There’s been a ton of bustle in the media industry surrounding the recent acquisition of Dreamworks by network giant, Comcast (read more here). While this may not sound scary on the surface, it will most certainly affect you, the viewer, directly.
Let’s be straight here – Comcast purchased DreamWorks to expand their content through what’s called vertical integration. A Medium article we came across describes it perfectly as “the equivalent of the mall owning the stores and also the products sold within the stores.”
The problem with big media companies getting even bigger is that they begin too push out smaller, independent media. Just last year for example, Sesame Street was purchased by HBO in the never-ending battle to bring in and satisfy more cord-cutting subscribers to their service.
“In 2009, Comcast (a cable company) bought NBCUniversal (a cable network). Within that network, you can watch numerous TV shows… And that’s just on NBC. The full range of TV shows is much larger when you factor in all of the other TV networks that are under the NBCUniversal umbrella…
By merging the cable company with cable networks, that integrates two of the three vertical segments in the cable TV marketplace. In our earlier analogy, this would include the mall and the stores within the mall.
That’s news from 2009 though. The last remaining vertical segment is the TV shows. This is where DreamWorks comes in.”
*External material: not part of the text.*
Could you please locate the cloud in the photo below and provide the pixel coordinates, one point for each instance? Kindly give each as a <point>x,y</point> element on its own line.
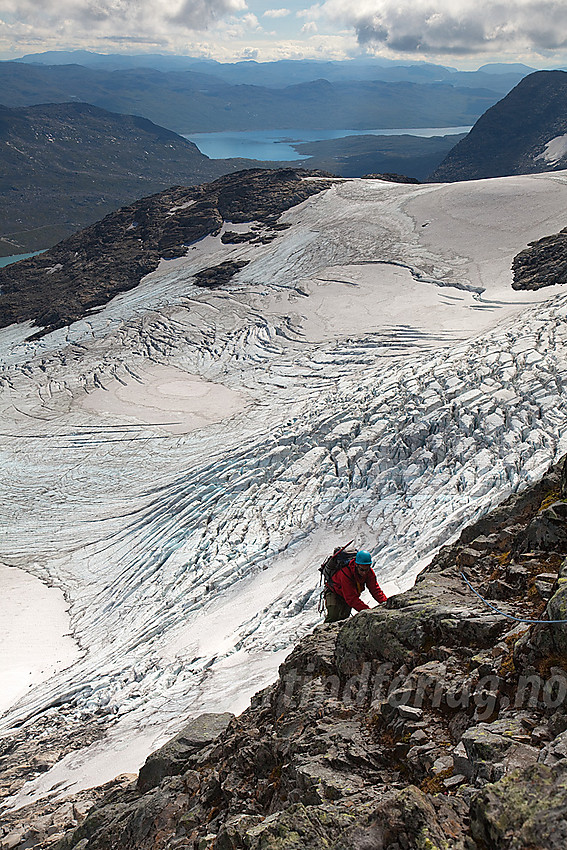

With these 3 powerhouse vertical segments in works together, Comcast is stamping their name to the front of the streaming competition. This move could prevent other services like Netflix and Hulu from accessing more TV shows and movies for their catalogs, as Comcast continues to try to attract customers away from the competition and appear more valuable overall.
While Comcast can trace their own company’s successes to the fact that they offer multiple unique services under the same umbrella, in the end the consumer still has to pay for Internet to access any of it – a service that Comcast still owns… where’s the fairness in that?